Net debt is less than £3 million - close enough to zero that it doesn't matter too much at this stage. Cash of £7 million vs. drawn borrowing facilities of £10 million.
Lockdown impact - PBT took a £0.6 million hit from lockdown's effects on some property-related services in the last six weeks of the year. Less work was available in commercial property valuations and business sales.
Business recovery (insolvencies) - this division should be doing very well, and it is. Profit growth of 30% for the year and it was growing even before the lockdown-induced disaster.
Outlook - expects insolvency appointments to keep rising and more disruption to property services, until economic conditions return to normal.
My view - has great momentum and very benign economic conditions, given the nature of what it does. The tailwinds might be priced in at a high-teens P/E multiple.

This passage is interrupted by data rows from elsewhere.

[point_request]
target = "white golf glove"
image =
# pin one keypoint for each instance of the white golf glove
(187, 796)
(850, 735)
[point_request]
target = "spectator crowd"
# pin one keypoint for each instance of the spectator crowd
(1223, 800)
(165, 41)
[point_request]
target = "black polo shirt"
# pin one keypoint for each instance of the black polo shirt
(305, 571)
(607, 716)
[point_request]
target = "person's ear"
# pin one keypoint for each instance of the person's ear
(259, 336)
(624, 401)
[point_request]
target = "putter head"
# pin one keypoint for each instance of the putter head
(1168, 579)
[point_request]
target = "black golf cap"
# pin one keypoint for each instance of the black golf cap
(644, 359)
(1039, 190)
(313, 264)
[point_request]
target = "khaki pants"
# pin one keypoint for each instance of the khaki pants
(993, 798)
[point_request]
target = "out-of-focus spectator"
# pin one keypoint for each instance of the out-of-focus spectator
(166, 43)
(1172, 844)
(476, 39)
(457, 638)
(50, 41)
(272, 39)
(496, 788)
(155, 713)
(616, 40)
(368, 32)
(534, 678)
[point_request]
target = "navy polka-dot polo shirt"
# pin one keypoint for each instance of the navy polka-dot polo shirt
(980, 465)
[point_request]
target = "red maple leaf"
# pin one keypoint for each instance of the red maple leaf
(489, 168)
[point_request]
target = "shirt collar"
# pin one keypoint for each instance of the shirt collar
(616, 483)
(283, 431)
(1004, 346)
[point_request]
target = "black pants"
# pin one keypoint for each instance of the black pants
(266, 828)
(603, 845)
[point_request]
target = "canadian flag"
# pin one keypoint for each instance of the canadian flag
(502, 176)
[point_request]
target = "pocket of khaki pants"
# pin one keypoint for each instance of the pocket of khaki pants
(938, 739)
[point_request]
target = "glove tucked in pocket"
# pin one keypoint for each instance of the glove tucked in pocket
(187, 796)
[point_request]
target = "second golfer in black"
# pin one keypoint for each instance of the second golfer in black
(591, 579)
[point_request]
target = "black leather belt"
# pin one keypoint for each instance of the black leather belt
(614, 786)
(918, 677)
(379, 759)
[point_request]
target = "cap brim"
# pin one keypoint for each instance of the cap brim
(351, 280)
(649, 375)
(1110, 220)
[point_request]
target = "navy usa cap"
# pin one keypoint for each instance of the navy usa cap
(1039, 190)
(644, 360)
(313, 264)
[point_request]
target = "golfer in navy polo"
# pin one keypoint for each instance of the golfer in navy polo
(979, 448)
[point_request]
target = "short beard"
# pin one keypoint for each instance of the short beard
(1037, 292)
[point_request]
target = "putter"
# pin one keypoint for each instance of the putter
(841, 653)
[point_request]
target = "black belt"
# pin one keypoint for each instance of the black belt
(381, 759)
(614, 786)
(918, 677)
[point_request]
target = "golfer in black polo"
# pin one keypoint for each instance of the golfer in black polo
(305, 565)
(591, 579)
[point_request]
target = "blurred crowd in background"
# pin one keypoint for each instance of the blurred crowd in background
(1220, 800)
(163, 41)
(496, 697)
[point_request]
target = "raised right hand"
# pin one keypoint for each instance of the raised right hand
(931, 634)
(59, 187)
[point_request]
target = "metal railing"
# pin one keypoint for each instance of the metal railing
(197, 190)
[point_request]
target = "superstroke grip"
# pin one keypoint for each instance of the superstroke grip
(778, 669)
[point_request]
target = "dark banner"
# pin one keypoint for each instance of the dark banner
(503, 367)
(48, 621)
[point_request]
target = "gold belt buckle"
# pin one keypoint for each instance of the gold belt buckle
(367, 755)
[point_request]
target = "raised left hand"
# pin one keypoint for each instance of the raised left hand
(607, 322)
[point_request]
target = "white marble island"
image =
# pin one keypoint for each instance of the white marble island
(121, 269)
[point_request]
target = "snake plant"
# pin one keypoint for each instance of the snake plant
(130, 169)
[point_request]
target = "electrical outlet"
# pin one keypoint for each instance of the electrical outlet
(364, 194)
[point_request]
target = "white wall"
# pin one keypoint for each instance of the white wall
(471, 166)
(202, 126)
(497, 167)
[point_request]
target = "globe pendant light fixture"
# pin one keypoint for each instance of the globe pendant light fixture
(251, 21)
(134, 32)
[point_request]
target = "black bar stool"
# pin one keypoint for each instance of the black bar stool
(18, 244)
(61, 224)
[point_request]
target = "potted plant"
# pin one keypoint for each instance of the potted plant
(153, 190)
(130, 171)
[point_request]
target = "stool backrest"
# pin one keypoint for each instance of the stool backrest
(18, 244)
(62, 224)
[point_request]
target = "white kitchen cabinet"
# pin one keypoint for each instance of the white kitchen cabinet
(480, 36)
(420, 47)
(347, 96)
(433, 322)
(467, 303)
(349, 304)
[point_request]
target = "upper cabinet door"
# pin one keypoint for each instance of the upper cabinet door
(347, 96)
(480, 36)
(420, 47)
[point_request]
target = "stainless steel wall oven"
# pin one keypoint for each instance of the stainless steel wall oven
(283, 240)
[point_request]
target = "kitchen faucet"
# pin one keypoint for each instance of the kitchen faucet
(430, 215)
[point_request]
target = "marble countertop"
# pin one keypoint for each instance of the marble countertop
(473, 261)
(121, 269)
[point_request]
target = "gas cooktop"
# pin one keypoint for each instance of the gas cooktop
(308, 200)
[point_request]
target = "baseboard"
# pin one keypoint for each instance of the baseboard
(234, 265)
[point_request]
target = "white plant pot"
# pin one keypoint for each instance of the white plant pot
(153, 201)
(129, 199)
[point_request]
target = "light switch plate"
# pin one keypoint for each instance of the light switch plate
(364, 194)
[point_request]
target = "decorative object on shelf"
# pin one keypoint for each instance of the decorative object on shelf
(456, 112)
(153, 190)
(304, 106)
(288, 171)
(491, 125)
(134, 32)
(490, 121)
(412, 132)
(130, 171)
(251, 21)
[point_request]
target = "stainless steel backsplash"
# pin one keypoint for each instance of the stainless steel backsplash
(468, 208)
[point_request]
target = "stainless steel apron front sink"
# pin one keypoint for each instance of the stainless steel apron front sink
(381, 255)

To me it is the use of the word "broadly" which doesn't help. From memory what it said in the Midas tip on Sunday was pretty much what has been reported. Nothing drastic, but nothing to shout about either when perhaps the market was wanting more. Nothing strange about it when we are living in very sensitive times. Hopefully it will keep its' feet. There may be a write up in the press this coming weekend I guess.
GLA
CM
Hello Theosus, thanks for the post.
Yeap, I've been looking at the naked trader website for some years. I have read 3 of his books. I don't follow him religiously but I like his style of writing and I genuinely believe he isn't pushing anything for his own agenda. He speaks/writes a lot of sense and easy language. I was hoping I may find out how much he paid for FRP, assuming he has. We will no doubt find out in due course.
A little more settle regarding BEG today. Hope it stays that way.